Until the recent announcement, it was unclear what Google’s new focus on cities might mean. But – by taking a small stake in Control Group, the company providing the interfaces for LinkNYC’s kiosks, and Titan, which helps run the advertising side – Sidewalk Labs has shown it is interested in finding existing projects and speeding them up. The two firms will merge into a new company, Intersection, with Doctoroff as chairman. Again, exactly what that means – and how much influence Sidewalk Labs and Google will have – is unclear. Neither Sidewalk Labs nor Intersection representatives were available to comment.

With 10,000 kiosks being converted over the next 12 years, the LinkNYC project is estimated to cost about $200m. CityBridge, the partnership of companies that will build, install and operate the kiosks, estimates that advertising will generate at least $500m in revenue for the city over that 12-year period, roughly half of the project’s anticipated gross revenue.

New York is only the beginning: Sidewalk Labs envisions spreading this concept to other cities. The model is scalable, according to company officials. And Intersection says it will help other cities update ageing infrastructure, such as old street lights and bus shelters, to “create a cohesive network of dynamic messaging across these assets” – including emergency notifications, real-time transit information and wayfinding.

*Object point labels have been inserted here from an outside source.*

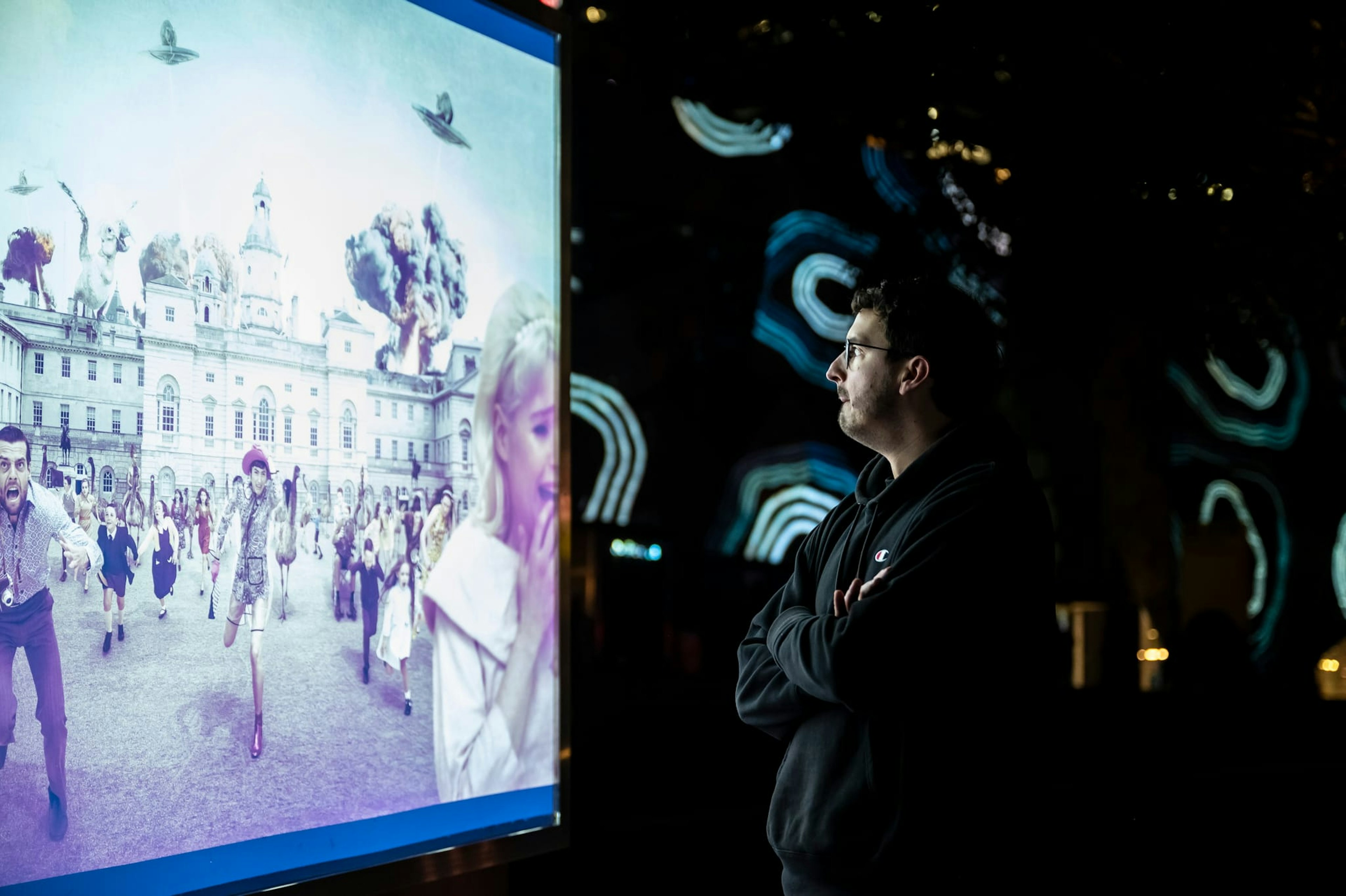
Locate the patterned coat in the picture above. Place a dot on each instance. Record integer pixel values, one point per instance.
(252, 578)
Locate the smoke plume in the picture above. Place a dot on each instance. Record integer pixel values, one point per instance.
(412, 272)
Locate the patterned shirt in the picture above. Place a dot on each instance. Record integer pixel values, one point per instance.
(25, 544)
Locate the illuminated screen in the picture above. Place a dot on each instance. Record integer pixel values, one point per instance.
(282, 292)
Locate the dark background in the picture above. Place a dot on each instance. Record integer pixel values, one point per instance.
(1099, 114)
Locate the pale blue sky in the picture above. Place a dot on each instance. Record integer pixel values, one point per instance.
(314, 95)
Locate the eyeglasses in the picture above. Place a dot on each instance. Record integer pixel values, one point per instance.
(851, 346)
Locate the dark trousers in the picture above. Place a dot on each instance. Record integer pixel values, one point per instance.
(29, 626)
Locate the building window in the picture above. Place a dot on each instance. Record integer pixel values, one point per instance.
(263, 428)
(168, 411)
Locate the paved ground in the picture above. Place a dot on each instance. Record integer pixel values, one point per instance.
(159, 730)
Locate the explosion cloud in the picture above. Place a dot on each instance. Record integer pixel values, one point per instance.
(163, 256)
(30, 251)
(412, 272)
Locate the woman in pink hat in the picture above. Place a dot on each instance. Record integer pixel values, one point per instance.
(252, 582)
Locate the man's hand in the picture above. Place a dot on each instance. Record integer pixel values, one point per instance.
(842, 602)
(76, 557)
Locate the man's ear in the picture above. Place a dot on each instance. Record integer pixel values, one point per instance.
(916, 373)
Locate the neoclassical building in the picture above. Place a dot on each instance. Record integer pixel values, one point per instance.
(212, 374)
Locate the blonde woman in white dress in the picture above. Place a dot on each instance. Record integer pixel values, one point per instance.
(490, 600)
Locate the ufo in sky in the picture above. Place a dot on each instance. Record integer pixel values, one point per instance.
(170, 53)
(23, 188)
(441, 122)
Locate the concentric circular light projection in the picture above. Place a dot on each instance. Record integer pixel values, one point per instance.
(804, 286)
(1236, 388)
(1223, 489)
(1280, 401)
(624, 448)
(727, 138)
(774, 496)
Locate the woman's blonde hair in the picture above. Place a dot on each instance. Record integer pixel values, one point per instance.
(522, 341)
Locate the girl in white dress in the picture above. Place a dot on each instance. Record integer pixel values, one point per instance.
(396, 627)
(490, 599)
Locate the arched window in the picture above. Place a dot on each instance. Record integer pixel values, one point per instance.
(263, 427)
(168, 409)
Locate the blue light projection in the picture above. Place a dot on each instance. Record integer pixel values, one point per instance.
(1269, 611)
(803, 249)
(1279, 434)
(1340, 565)
(727, 138)
(624, 448)
(892, 182)
(776, 496)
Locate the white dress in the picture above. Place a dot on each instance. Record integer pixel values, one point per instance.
(473, 590)
(395, 626)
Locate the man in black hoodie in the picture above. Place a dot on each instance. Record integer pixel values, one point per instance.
(904, 660)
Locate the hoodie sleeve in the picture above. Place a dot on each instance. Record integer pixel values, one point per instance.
(766, 697)
(852, 660)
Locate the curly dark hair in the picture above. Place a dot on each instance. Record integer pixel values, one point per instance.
(928, 317)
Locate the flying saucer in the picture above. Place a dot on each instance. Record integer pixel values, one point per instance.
(170, 53)
(23, 188)
(441, 122)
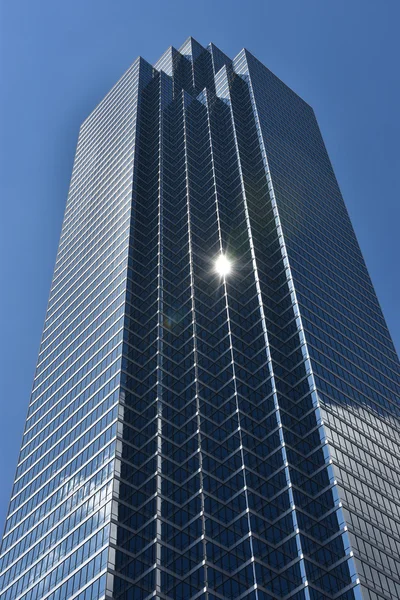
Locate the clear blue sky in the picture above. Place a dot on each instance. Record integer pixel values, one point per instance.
(58, 59)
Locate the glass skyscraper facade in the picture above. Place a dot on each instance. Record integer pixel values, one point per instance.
(192, 434)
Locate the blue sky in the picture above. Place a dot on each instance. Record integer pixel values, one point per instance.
(58, 59)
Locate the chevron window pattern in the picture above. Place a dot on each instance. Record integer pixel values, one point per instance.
(203, 430)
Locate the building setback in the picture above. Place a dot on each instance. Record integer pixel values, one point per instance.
(197, 432)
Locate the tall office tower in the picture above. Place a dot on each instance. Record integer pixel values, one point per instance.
(214, 412)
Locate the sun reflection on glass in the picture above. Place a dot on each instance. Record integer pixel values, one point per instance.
(223, 266)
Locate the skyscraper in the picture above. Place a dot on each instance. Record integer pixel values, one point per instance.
(215, 411)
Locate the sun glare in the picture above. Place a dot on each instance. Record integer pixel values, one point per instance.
(223, 266)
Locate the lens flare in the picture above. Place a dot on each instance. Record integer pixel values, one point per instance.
(223, 266)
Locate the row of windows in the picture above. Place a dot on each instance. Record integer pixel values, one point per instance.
(73, 474)
(58, 552)
(57, 443)
(97, 278)
(73, 562)
(60, 504)
(62, 467)
(74, 517)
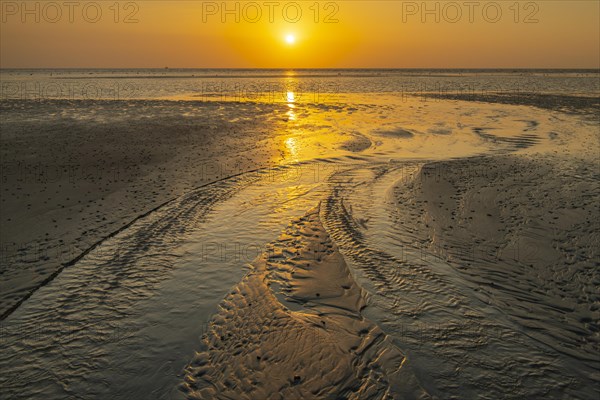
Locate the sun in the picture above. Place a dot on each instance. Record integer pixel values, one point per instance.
(290, 39)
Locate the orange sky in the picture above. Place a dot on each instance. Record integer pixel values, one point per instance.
(386, 34)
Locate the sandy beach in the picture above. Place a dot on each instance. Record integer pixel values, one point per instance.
(370, 246)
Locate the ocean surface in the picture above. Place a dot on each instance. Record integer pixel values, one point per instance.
(458, 209)
(309, 85)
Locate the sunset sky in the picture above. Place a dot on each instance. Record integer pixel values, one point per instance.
(343, 34)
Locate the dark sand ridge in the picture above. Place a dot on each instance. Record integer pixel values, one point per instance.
(76, 172)
(292, 329)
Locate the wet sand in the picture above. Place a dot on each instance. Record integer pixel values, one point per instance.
(430, 248)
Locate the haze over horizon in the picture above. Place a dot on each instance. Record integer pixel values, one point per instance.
(194, 34)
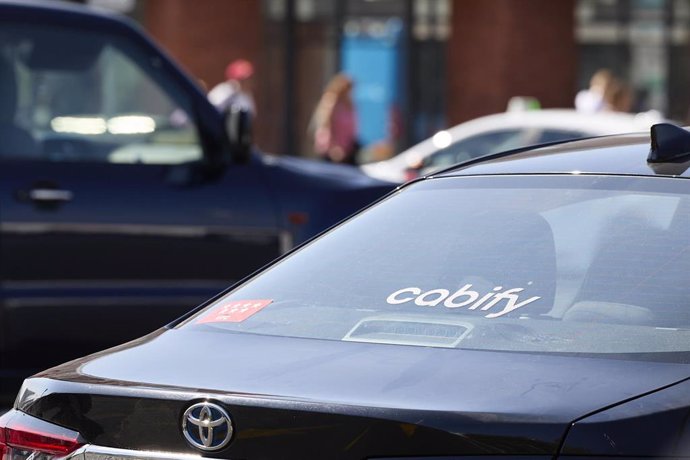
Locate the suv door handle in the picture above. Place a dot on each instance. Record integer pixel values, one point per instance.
(48, 195)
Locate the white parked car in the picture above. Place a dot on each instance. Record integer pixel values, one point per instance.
(503, 131)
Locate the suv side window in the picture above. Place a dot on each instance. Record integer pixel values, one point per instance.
(87, 97)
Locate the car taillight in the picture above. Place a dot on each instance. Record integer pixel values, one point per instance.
(23, 437)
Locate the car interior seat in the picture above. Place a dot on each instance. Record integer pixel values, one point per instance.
(639, 275)
(16, 141)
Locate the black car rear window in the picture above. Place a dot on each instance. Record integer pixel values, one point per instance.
(568, 264)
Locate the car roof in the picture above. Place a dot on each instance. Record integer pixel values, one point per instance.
(595, 124)
(616, 155)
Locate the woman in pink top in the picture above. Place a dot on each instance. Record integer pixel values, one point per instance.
(335, 135)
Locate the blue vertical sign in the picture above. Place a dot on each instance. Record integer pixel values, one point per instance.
(371, 55)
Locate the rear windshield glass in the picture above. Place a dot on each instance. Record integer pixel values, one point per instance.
(557, 264)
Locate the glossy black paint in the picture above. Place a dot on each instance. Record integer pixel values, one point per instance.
(300, 397)
(138, 245)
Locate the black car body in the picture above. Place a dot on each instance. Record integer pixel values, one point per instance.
(356, 346)
(123, 202)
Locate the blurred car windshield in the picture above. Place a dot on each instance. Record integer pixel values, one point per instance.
(493, 142)
(570, 264)
(84, 95)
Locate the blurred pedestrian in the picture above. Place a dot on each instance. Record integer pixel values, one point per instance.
(237, 88)
(335, 122)
(591, 100)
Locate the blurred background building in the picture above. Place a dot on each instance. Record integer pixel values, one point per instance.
(423, 65)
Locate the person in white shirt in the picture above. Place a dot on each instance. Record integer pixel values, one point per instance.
(236, 90)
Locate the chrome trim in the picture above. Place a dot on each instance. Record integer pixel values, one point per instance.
(42, 194)
(93, 452)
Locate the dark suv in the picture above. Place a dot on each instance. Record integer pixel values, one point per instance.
(125, 197)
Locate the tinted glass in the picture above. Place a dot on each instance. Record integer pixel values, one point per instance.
(77, 95)
(575, 264)
(474, 146)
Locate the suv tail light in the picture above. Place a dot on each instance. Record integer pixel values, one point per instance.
(23, 437)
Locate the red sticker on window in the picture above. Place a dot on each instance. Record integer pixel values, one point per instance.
(235, 311)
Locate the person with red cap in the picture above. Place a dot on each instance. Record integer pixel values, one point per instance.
(236, 90)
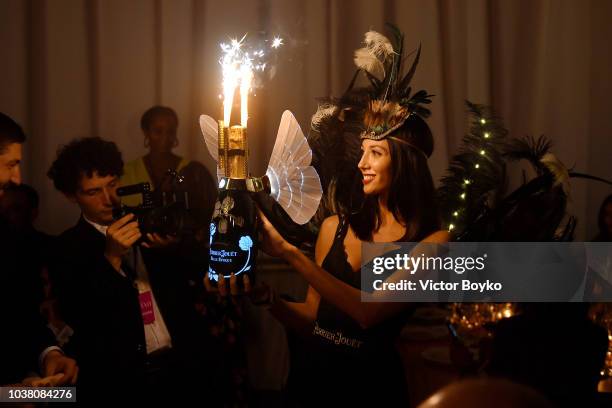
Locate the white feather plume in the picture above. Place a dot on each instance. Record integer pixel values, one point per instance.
(558, 170)
(367, 61)
(294, 182)
(372, 57)
(210, 132)
(378, 44)
(324, 111)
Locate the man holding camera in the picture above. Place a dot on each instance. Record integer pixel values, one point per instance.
(124, 293)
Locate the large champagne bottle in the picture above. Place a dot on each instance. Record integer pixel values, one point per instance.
(233, 228)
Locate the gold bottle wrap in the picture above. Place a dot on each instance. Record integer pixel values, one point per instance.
(222, 148)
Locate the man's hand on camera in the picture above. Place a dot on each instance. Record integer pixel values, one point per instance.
(157, 241)
(120, 236)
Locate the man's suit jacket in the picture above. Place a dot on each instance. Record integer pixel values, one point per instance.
(102, 307)
(23, 333)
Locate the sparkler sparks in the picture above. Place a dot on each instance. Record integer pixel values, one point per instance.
(238, 64)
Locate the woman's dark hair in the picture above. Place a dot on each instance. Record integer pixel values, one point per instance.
(411, 192)
(84, 157)
(604, 234)
(152, 113)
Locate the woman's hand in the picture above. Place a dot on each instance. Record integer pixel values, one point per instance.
(259, 295)
(272, 243)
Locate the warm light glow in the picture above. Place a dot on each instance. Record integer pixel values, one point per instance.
(238, 64)
(245, 87)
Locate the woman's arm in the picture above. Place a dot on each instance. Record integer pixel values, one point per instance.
(340, 294)
(297, 315)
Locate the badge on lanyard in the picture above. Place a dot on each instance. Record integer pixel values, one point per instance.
(146, 307)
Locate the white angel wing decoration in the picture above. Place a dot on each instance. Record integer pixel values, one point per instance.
(295, 184)
(210, 132)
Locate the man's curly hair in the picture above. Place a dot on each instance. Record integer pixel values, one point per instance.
(84, 157)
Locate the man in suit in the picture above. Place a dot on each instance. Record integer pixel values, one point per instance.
(127, 297)
(26, 343)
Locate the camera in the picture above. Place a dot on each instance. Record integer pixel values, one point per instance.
(166, 211)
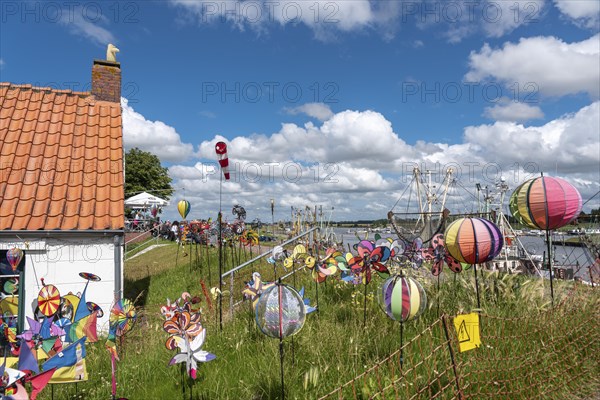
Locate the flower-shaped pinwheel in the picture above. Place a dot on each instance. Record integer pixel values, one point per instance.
(370, 257)
(191, 352)
(249, 237)
(183, 324)
(334, 260)
(438, 256)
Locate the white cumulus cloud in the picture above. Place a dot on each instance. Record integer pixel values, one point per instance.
(153, 136)
(585, 13)
(509, 110)
(319, 111)
(555, 67)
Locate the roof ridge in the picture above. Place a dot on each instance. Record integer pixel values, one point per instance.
(10, 85)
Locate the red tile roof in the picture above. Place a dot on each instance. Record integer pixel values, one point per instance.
(61, 160)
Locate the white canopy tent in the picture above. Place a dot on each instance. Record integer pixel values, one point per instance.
(145, 200)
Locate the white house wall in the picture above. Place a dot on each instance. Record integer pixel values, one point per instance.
(60, 262)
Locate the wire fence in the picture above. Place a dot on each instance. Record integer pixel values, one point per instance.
(552, 354)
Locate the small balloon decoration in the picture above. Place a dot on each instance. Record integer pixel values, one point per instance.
(545, 203)
(280, 311)
(473, 240)
(14, 257)
(184, 208)
(402, 298)
(49, 300)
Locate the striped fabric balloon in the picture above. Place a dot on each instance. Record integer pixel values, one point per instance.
(545, 203)
(473, 240)
(402, 298)
(221, 150)
(184, 208)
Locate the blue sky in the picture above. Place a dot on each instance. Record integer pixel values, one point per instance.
(358, 90)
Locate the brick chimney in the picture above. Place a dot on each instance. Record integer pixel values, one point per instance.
(106, 80)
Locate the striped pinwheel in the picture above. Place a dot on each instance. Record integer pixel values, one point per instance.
(438, 256)
(370, 258)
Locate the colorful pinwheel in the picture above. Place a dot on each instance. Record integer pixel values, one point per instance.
(190, 351)
(184, 208)
(14, 256)
(438, 256)
(122, 317)
(370, 258)
(184, 324)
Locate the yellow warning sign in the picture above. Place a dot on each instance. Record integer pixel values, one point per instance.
(467, 331)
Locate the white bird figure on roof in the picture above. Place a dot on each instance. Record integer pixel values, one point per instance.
(111, 53)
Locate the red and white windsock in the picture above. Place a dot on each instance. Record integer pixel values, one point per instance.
(221, 149)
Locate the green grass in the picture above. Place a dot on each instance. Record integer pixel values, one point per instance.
(334, 346)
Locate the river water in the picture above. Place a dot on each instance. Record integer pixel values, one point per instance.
(578, 258)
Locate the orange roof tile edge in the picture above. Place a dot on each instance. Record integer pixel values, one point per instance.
(40, 190)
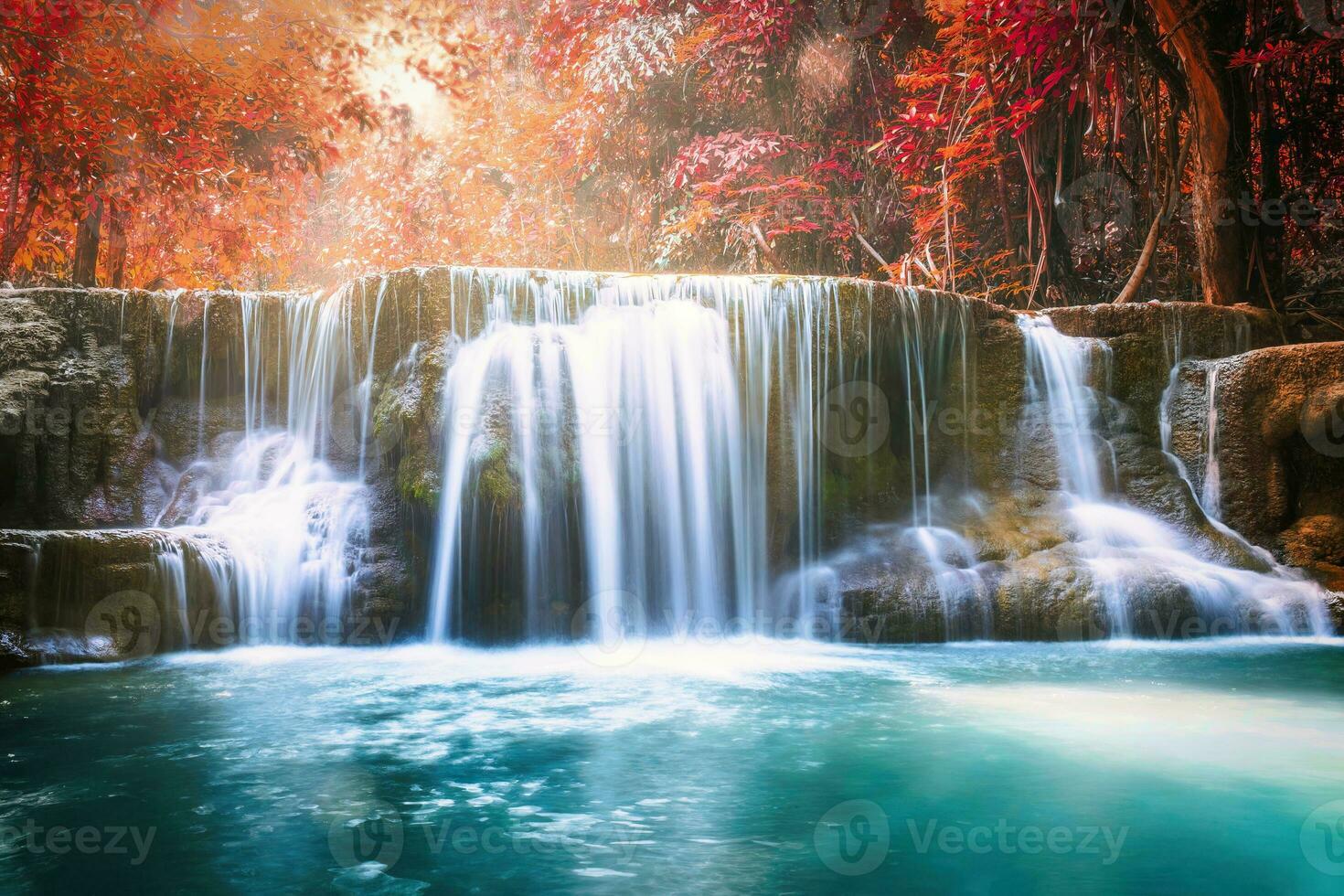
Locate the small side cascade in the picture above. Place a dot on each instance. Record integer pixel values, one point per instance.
(1132, 554)
(1210, 496)
(274, 517)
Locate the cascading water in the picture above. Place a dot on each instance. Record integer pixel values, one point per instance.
(1129, 549)
(636, 443)
(271, 518)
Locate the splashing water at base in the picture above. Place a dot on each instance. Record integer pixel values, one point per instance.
(694, 769)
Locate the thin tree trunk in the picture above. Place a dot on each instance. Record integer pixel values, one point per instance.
(1146, 258)
(20, 205)
(1204, 35)
(88, 235)
(116, 245)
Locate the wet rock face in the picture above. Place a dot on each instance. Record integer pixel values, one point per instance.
(1277, 446)
(71, 443)
(1148, 338)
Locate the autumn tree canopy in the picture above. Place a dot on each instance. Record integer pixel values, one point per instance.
(1037, 151)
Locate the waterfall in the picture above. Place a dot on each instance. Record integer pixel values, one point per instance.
(632, 443)
(1129, 549)
(276, 521)
(1210, 496)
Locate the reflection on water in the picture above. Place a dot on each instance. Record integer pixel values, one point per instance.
(763, 766)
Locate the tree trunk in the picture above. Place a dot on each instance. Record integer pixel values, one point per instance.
(88, 235)
(1204, 35)
(116, 246)
(20, 205)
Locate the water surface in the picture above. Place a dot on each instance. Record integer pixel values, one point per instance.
(765, 766)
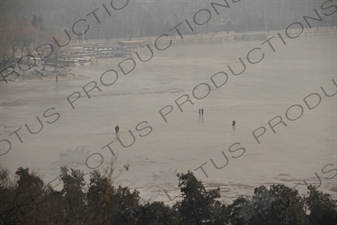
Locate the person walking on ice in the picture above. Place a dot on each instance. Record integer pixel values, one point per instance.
(117, 129)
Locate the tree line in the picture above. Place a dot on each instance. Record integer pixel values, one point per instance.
(28, 200)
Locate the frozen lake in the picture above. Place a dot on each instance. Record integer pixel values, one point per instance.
(300, 150)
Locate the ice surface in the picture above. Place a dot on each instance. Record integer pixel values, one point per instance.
(264, 91)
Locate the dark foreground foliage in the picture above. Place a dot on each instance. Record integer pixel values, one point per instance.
(29, 201)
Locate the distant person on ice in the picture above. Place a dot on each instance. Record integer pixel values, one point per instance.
(117, 129)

Making such information widely accessible alongside advertisements aligns neatly with Google’s main strengths – indexing the internet and serving ads – so it’s not hard to see why the company, through Sidewalk Labs, would be investing in this realm. For its part, Sidewalk Labs claims to be less interested in Google’s ad business and more focused on exploring how technology can be used to change the ways people experience and interact with cities, and to make them “more efficient, responsive, flexible and resilient”.